The relative who arranged for Joe’s rehab testified at the July 23 hearing about the “terrible” example Joe had set for his son, according to Susan’s attorney.  Earlier this year, Susan’s attorney contended in an email that Joe had done “failed to do anything that she [Pomrenze] ordered.”  That order included taking his son to counseling and wearing a SCRAM device to monitor his drinking.

“Not only did Judge Pomrenze not look at all the evidence provided to her by witnesses, but she also refused the immediate relocation of my son,” Susan said.  In another downturn in events, following last month’s hearing, Susan’s attorney withdrew from the case.  “She said I would never win it and that she was no longer my attorney, leaving me in shock,” Susan said.

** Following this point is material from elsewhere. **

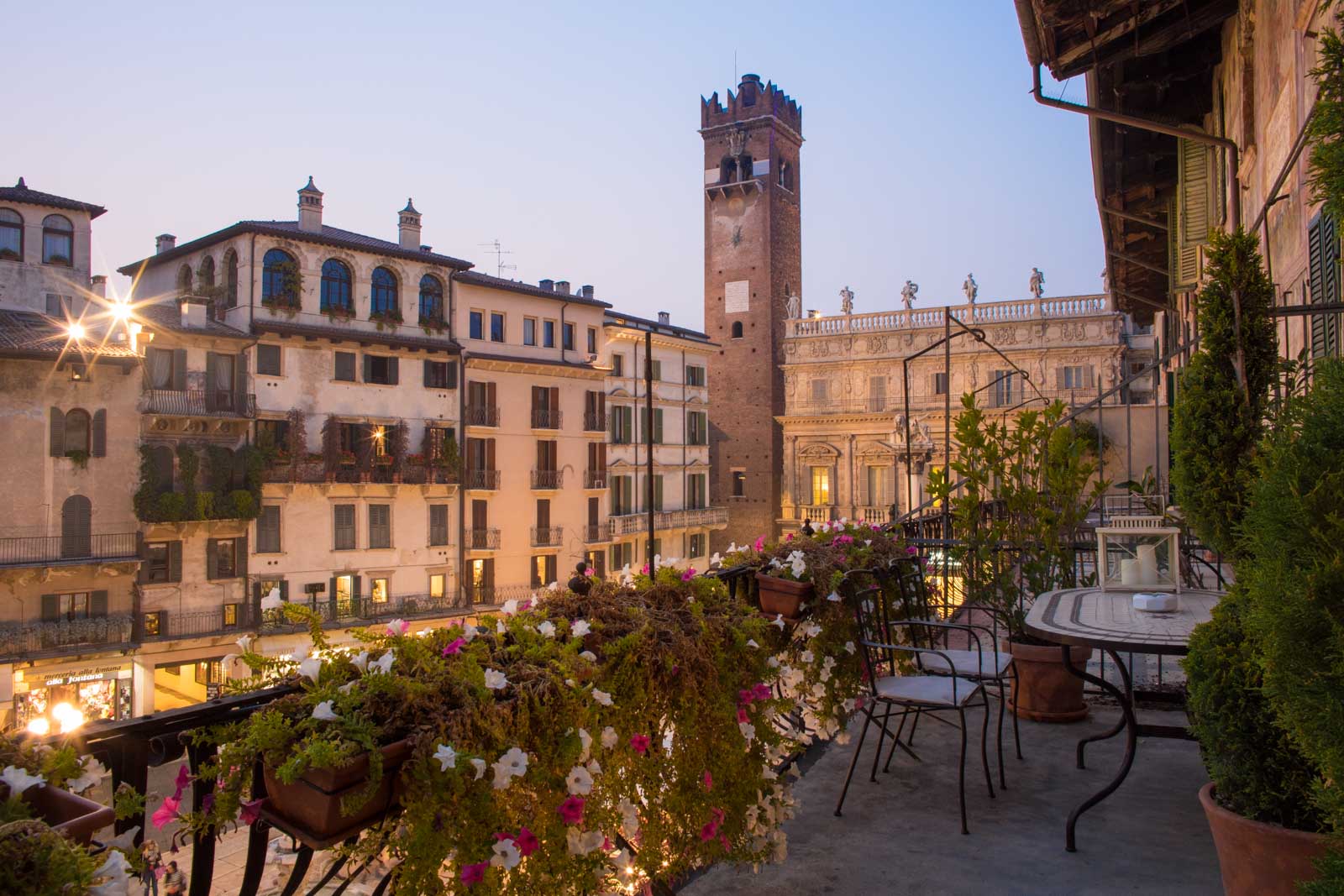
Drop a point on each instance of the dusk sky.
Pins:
(564, 130)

Susan said that when she retained the attorney, she was unaware that as a former Family Court judge, she was removed from her elected post by the Nevada Commission on Judicial Discipline for reportedly having conducted her own investigations without attorneys present and hiring her cousin in a professional court-related capacity without revealing the relationship. “By the time I discovered she was removed from the bench, I had already hired her on someone’s recommendation,” Susan told us.

Regarding Pomrenze, Susan said, “I don’t understand why she has left my son with an alcoholic with so many issues. He has missed so much school.  It is the worst situation for him to be in.”